I was dipping a shrimp in cocktail sauce when he said this, and I almost dropped the expensive piece of shellfish. “I can’t believe you remember that.” My response came out breathless. Thank God, I stopped myself before explaining that even Tommy didn’t understand that part of my career.

“I remember everything,” Mick said quietly, his hand ghosting my wrist. It wasn’t sore anymore, and his touch lit up my whole body rather than make me cringe.

“I like an underdog. Someone who is trying something new and different,” I said, trying to explain myself, and then decided it was better to pop a shrimp in my mouth and shut up.

Mick hadn’t eaten anything yet. He kept his gaze on me, bringing his thumb up to wipe a drop of cocktail sauce from the corner of my mouth.

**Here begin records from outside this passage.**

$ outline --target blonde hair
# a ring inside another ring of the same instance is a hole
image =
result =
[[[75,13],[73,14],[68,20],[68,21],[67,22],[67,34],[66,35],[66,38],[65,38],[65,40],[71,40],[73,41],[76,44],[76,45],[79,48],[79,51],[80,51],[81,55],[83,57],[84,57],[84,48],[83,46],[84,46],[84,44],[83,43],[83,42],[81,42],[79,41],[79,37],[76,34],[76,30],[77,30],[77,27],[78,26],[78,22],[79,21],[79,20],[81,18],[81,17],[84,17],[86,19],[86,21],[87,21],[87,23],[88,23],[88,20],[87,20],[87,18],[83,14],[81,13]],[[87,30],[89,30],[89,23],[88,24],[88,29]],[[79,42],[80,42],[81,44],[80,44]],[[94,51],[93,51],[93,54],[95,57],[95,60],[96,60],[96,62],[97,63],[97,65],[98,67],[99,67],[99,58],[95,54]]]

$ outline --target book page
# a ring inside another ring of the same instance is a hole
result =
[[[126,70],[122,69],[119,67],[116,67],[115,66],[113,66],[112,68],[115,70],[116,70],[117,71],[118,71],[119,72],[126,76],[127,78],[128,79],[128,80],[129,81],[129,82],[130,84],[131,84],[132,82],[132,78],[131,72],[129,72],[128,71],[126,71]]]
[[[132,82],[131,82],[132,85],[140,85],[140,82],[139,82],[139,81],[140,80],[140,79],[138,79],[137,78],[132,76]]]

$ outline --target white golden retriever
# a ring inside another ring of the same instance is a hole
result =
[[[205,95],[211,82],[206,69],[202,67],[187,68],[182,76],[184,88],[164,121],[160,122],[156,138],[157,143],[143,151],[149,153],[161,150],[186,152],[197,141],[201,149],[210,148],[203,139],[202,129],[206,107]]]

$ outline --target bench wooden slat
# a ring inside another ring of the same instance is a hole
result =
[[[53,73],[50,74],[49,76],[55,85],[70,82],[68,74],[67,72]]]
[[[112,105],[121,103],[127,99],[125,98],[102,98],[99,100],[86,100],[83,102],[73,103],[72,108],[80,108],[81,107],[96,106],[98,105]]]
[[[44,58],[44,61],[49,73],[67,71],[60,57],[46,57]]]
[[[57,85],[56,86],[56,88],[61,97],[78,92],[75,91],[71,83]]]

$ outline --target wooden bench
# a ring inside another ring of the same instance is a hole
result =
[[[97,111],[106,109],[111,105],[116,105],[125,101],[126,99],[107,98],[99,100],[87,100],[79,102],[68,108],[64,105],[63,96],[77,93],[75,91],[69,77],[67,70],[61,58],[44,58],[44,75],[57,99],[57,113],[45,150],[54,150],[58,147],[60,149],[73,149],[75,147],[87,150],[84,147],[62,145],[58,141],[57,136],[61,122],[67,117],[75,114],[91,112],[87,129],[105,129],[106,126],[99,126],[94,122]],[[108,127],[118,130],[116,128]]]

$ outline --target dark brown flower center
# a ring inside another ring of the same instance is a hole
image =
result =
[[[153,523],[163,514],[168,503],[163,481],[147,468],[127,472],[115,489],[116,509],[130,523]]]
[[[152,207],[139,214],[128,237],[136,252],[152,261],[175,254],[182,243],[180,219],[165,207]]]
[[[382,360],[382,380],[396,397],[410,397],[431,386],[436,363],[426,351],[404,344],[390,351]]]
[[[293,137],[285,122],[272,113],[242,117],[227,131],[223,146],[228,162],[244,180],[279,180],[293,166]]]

Like in the movies, my body wentkaboomas if fireworks were exploding in my belly. I felt like a college girl in love at first sight, attempting to extinguish them. Instead, I took a healthy slug of wine, hoping it would douse the fire starting to burn inside me.

“Looks like we have something in common. That’s why I love what I do. I take failing enterprises no one else believes in and make them work.”

I nodded, thinking how proud and earnest Mick was about his work. It wasn’t a power trip or a tool to overpower those less successful than him.

“As a writer, we’re always trying to show something nobody believes in, except us.”

“I can see that,” he said, taking a shrimp.

From that moment, I lost track of how long we sat in that corner. Long enough, I started to think about it as ours.

“I like this,” Mick said, pulling me from my thoughts.

“It’s nice. Easy.”

“Good. Good times should be easy.”

“I’ve never had something like this.”

“How about we don’t talk about that, but how you’ll have a lot more of this.”

When we left, it didn’t take much more than Mick saying, “Want to go back to my place for a drink?” to get a yes out of me.

For the first time ... ever ... I’m living my life for me.

At that thought, guilt skittered up my spine.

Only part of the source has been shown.